I then connected the cameras to the NVR and changed the IP addresses to match that of the cameras as well as the passwords.

The cameras however remains offline, I have tried the web browser as well with no luck. the ip addresses and passwords all match. The cameras however stays offline.

When I use the SADP tool with the cameras connected to the NVR, I only see the NVR and none of the three cameras. When I connect the cameras to the switch, I see all the cameras on the SADP tool.

I updated the firmware on the NVR and the cameras. Cameras and NVR are all Hikvision.

Please HELP.
 
I was waiting for someone more knowledgeable about NVR's (I use Blue Iris VMS on a PC) to help but here goes...

Usually a POE NVR will act like a private server and assign IP's to the cameras on a subnet different from the NVR's LAN. This is to isolate the cameras from the Internet.

Enable the "virtual host" that I'm speaking of somewhere in the NVR's settings. I'd unplug all the cams but one, perform a hard reset on that one cam and allow the NVR to assign an IP to it.

Wait until that cam is seen by the NVR then plug in another and reset it; repeat the process until all the cams are up and running.
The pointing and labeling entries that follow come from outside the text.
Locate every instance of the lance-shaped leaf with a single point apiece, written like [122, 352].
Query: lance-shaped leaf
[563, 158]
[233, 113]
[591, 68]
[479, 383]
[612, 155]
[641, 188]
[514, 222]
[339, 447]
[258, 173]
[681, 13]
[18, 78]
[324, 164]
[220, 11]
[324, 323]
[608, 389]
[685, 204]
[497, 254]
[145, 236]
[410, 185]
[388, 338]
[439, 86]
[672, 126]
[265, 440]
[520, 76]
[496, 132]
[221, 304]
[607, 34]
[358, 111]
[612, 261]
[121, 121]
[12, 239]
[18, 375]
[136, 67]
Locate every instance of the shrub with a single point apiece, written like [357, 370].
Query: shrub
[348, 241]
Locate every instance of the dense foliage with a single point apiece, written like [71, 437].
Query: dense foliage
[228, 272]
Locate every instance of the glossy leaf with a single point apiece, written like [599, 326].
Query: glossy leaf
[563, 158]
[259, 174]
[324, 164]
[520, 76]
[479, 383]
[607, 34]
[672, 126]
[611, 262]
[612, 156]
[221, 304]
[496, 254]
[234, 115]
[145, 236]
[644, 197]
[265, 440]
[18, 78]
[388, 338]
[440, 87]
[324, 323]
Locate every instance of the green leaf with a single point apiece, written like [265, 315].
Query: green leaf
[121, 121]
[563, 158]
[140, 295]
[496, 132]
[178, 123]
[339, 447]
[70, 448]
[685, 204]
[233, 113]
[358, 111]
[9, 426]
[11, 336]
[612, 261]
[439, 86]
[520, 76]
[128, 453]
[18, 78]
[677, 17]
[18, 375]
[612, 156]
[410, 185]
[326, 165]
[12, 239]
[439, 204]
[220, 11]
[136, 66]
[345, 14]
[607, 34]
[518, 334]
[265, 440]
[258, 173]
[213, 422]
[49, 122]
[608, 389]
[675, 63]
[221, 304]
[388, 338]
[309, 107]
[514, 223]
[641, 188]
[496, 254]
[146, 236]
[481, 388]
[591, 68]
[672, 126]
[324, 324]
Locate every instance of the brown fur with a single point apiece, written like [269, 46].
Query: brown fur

@alastairstevenson , am I way off base here?
 
Usually a POE NVR will act like a private server and assign IP's to the cameras on a subnet different from the NVR's LAN. This is to isolate the cameras from the Internet.
That is correct, the NVR has administrative control of the cameras via the Hikvision command&control protocol and the admin userID/password.
When the camera is 'activated', such as when a new Inactive camera is first connected, the camera IP address is assigned by the NVR to match the IP address that the NVR PoE port has been configured to expect it on.

(Point of information though - when Virtual Host is enabled, a camera can access the LAN, and therefore the internet, via the NVR, if the camera default gateway setting is the IP address of the NVR PoE interface, usually 192.168.254.1)

I then connected the cameras to the NVR and changed the IP addresses to match that of the cameras as well as the passwords.
If you changed the NVR PoE channels IP addresses to be in the same range as that used by the address range of the LAN (you've said you used SADP to activate the cameras and set their IP address, so I'm assuming this was done on the LAN) then you have broken the network of the NVR with an invalid configuration.
The NVR PoE ports must be on a different IP address range than that of the LAN address range.
The ports are by default in the 192.168.254.x address range - and should ideally be left there.

Suggestion :
Set the NVR PoE interface IP address back to the original 192.168.254.1
Reboot the NVR and note down the new IP addresses of the NVR PoE ports. These by default would be 192.168.254.2 , .3 , .4 etc
Use SADP, with the cameras on the LAN, to change the camera IP addresses to those that the NVR PoE ports are now expecting, and connect the cameras to the corresponding NVR PoE ports.

Alternatively -
Put the NVR PoE ports and interface IP addresses back to what they are by default (see above).
Reset the cameras to 'Inactive', and assuming the NVR PoE ports are in 'Plug&Play' mode (the default) simply plug the cameras in to the NVR PoE ports and the NVR will 'Activate' them and assign the correct IP address to them and connect them.